Minnesota free-for-all

By Hugh Hewitt

This week’s conventional wisdom from elite opinion-makers comes in three parts.

The Beltway talkers have generally agreed that Walter Mondale will beat Norm Coleman in Minnesota’s Senate contest, that there is an anti-incumbency tide flowing, and that there is no overriding issue at work in this year’s vote.

Anyone not from Minnesota who presumes to predict Minnesota voting behavior is talking through his or her hat. It is the oddest state in the union when it comes to politics, and the e-mails that have been arriving from my sources there agree only that winter is coming.

I am watching two blogs for the latest on the race: Power Line for the news and analysis and Lileks for the feel. While 90 percent of the electorate is probably right where they were before Paul Wellstone’s death, the 10 percent could move in many, many directions – and anyone who presumes confidently to predict which way the north wind is blowing is no one to listen to.

The selection of Walter Mondale does, however, have implications for the other two bits of prevailing sagacity.

Confronted for the second time in a month with the need to produce a candidate from the bench, the Democrats have again selected a WOWM – a wealthy, old white male.

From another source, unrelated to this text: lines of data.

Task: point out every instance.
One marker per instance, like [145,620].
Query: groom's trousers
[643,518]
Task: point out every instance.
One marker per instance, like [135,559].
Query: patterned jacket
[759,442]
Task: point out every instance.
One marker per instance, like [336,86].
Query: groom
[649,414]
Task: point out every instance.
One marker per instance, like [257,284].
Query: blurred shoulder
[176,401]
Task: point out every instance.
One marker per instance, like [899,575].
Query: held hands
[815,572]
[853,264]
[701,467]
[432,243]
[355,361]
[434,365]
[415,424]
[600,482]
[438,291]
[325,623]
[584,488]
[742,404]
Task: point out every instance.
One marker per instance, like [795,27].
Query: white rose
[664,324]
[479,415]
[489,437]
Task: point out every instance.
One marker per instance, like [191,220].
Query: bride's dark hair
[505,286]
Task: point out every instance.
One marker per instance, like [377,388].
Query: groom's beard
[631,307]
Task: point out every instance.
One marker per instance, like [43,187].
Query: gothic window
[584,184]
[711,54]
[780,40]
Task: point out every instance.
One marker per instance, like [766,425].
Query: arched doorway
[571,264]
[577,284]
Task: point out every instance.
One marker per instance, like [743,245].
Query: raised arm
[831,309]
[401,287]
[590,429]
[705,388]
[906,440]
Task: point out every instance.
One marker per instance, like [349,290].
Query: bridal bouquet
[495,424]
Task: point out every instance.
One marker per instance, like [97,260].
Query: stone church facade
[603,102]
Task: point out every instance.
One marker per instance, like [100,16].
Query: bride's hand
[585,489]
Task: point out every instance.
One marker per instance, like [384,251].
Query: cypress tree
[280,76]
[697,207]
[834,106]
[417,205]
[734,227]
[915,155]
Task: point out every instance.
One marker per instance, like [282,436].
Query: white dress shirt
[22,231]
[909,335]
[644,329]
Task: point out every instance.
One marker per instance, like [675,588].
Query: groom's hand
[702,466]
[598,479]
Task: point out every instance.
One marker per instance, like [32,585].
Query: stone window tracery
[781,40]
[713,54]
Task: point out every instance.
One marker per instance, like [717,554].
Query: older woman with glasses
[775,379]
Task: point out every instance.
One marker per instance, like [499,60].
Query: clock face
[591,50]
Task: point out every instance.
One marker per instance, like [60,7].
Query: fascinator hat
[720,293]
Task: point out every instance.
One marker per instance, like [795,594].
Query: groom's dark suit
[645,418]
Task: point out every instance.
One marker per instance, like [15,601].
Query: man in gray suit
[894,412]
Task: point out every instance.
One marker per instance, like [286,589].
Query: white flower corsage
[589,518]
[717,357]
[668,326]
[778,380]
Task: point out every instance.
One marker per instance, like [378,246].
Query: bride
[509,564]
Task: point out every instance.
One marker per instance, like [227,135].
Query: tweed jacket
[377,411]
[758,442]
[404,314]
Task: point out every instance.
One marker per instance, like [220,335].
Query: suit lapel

So much for the African-Americans, the feminists, the gays, lesbians and transgendered, and the near-Greens. When the going gets tough for the Dems, they go for the monied men who fit comfortably into the D.C. power elite.

Which tells us that there is no “anti-incumbency” theme at all out there – just confusion among pundits as to what is going on. If tried and tired retreads can work in New Jersey and Minnesota, then incumbents everywhere don’t have to beware a demand for new faces.

The Mondale selection also tells us about the Democrats’ policy bankruptcy: There are no new faces among the Democrats because there are no new ideas within the party caucuses. The Democratic Party is just plain out of gas. Not running on empty, but empty. Which bodes very badly indeed for Democrats in the out-years.

The story of the election of 2002 is already written no matter whether the president leads the GOP to a recapture of the Senate or if it remains narrowly in Democratic hands: George W. Bush is poised to become the president with the most success in his first off-year challenge since FDR.

This election is clearly a referendum on George W. Bush under circumstances that make that issue very clear indeed. Bush is all over the country running side by side with his candidates. Every speech he gives asks for the return of a Republican House and the election of GOP senators. He wants his agenda to move forward. The public gets it, and a decision will be made whether the public trusts Bush. If it doesn’t, the House will revert to Democratic control and the Senate Democratic margin will widen greatly. A vote for the status quo or modest gains for the president will represent a historic vote of confidence in his handling of the war on terror and his demands on Iraq.

Even three months ago, the Democrats were predicting massive gains in the House, and last week Terry McAuliffe (has there ever been a worse leader of the Democratic National Committee?) was chortling about taking down Jeb Bush. Where did those predictions and that talk go? Into a file marked “Underestimating W.” It is in there with Ann Richards’ notes and Al Gore’s debate prep.